メチルパラベンは防腐剤として食品・飲料・医薬品・化粧品に広く使用されるパラベン類の一種で、メチルアルコールとp-ヒドロキシ安息香酸のエステルです。水溶性で抗真菌・抗菌・抗刺激性を持ち、経口摂取における毒性は確認されていませんが、消化管や皮膚から容易に吸収される点が懸念されています。

化粧品への利用

80年以上にわたり、メチルパラベンは化粧品業界で防腐剤として使用されています。主な製品例は以下の通りです。

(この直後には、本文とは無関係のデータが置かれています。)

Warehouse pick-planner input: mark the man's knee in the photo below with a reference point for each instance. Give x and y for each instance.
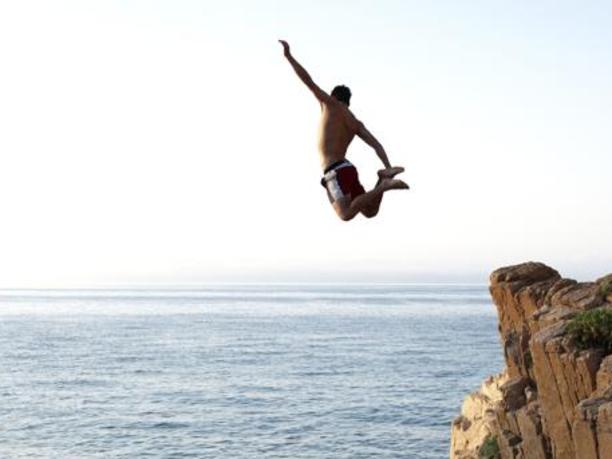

  • フェイスモイスチャライザーやエイジングケア製品
  • ヘアカラー・ブリーチ剤、シェービングジェル
  • フェイスクレンザー、パーソナル・ルブリカント
  • スプレータンニング液、シャンプー・コンディショナー
  • マスカラ、アイシャドウ、ファンデーションなどのメイクアップ製品

医薬品への利用

1924年から医薬品の防腐剤として使用されており、抗菌性を活かして以下のような製剤に配合されています。

  • 外用抗生物質・ステロイド薬
  • 眼科用点眼薬
  • 水性ペニシリン製剤など、一部の抗生物質

食品への利用

抗真菌作用により、ボツリヌス菌・カビ・酵母の増殖抑制剤として食品に使用されています。米国食品医薬品局(FDA)により少量使用は「一般に安全(GRAS)」と認められており、以下のような食品に含まれます。

  • 各種ベーカリー製品
  • 冷凍乳製品、油脂類
  • 飲料、ジャム、クリーム、シロップ、調味料

安全性に関する注意喚起

化粧品安全データベースによると、メチルパラベンは以下のリスクと関連付けられています。

  • がん、アレルギー、免疫毒性、内分泌撹乱、臓器系毒性、細胞・分子レベルでの変化
  • 神経毒性、皮膚・眼・肺の刺激
  • 乳がんとの関係を調査中で、UVB光に曝露された際にDNA損傷や皮膚老化が増加する可能性が指摘されています

代替品と今後の動向

パラベンへの懸念が高まる中、いくつかの化粧品メーカーは「パラベンフリー」製品の開発を進めています。1988年の『Toxicology and Applied Pharmacology』や2004年の『Journal of Applied Toxicology』で報告された乳腺腫瘍や内分泌機能障害に関する研究が背景です。なお、FDAは現時点でパラベンと乳がんの因果関係は確認されていないとしています。